Evolution of structural properties of iron oxide nano particles during temperature treatment from 250{\deg}C - 900{\deg}C: X-ray diffraction and Fe K-shell pre-edge X-ray absorption study

TL;DR

This study investigates how the structural properties of iron oxide nanoparticles evolve during heat treatment from 250°C to 900°C, using X-ray diffraction and absorption techniques to analyze phase changes, size variations, and oxidation states.

Contribution

It provides detailed insights into phase transformation, size evolution, and oxidation state changes of iron oxide nanoparticles during high-temperature treatment, combining diffraction and spectroscopic analyses.

Findings

Maghemite transforms completely into hematite at higher temperatures.

Crystallite size increases from 50 nm to 150 nm with temperature.

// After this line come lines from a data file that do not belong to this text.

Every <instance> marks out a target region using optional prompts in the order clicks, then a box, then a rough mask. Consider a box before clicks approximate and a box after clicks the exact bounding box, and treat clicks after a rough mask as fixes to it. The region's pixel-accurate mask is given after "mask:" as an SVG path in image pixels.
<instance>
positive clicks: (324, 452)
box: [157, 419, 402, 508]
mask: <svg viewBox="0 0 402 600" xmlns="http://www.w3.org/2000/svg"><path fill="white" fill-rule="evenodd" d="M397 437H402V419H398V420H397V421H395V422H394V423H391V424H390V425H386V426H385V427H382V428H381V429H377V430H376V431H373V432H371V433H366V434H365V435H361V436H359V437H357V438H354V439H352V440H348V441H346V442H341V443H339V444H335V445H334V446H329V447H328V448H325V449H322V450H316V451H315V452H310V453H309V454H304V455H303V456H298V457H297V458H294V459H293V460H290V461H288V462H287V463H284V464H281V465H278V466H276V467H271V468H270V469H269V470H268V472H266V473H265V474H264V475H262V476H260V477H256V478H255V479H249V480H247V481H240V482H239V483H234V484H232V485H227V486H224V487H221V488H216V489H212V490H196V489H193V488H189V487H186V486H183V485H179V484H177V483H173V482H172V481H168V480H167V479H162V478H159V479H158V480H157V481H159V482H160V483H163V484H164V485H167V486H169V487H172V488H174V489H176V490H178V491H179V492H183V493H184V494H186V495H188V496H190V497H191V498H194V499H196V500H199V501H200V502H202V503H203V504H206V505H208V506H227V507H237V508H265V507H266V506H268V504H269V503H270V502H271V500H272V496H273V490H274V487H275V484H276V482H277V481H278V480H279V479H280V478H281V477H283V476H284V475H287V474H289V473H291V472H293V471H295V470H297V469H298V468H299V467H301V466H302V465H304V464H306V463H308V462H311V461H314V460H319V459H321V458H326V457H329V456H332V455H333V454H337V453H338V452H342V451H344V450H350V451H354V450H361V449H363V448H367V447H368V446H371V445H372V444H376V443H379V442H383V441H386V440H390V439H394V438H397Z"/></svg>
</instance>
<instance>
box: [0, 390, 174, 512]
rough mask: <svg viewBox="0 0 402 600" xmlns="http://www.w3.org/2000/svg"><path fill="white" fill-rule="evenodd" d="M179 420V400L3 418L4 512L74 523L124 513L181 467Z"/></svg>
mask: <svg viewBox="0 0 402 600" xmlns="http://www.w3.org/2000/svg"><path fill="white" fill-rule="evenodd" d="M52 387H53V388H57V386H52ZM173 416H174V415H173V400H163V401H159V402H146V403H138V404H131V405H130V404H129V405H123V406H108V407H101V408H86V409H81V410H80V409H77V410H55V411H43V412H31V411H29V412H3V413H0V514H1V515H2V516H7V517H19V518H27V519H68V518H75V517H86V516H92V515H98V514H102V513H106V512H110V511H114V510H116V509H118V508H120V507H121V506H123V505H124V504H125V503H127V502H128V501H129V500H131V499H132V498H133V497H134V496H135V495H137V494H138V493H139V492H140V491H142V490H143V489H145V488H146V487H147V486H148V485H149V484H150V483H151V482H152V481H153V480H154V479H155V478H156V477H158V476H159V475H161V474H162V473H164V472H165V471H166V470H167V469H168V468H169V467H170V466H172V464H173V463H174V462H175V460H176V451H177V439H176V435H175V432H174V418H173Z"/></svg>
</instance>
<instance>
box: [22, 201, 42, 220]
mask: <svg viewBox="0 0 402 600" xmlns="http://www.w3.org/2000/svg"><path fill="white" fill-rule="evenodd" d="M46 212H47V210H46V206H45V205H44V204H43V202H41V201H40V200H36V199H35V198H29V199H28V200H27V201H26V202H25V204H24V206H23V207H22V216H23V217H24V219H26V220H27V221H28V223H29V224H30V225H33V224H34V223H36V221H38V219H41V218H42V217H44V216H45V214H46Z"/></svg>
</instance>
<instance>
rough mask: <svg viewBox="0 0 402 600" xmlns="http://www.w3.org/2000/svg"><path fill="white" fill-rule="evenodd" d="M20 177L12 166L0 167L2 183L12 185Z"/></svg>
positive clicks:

Fe oxidation state shifts from Fe2+ to Fe3+ during heating.

Abstract

Iron oxide nano particles with nominal Fe2O3 stoichiometry were synthesized by a wet, soft chemical method with the heat treatment temperatures from 250{\deg}C to 900{\deg}C in air. The variation in the structural properties of the nano particles with the heat treatment temperature was studied by X-ray diffraction and Fe K shell X-ray absorption study. X-ray diffractograms show that at lower annealing temperatures nano particle comprises both maghemite and hematite phases. With increasing temperature, the remainder of the maghemite phase transformed completely to hematite. Profile analysis of the leading Bragg reflections reveals that the average crystallite size increases from 50 nm to 150 nm with increasing temperature. The mean primary particle size decreased from 105 nm to 90 nm with increasing heat treatment temperature. The X-ray diffraction results are paralleled by systematic changes in the pre-edge structure of the Fe K-edge X-ray absorption spectra, in particular by a gradual decrease of the t2g/eg peak height ratio of the two leading pre-edge resonances, confirming oxidation of the Fe from Fe2+ towards Fe3+. Transmission electron microscopy (TEM) on the samples treated at temperatures as high as 900{\deg}C showed particles with prismatic morphology along with the formation of stacking fault like defects. High resolution TEM with selected area electron diffraction (SAED) of samples heat treated above 350{\deg}C showed that the nano particles have well developed lattice fringes corresponding to that of (110) plane of hematite.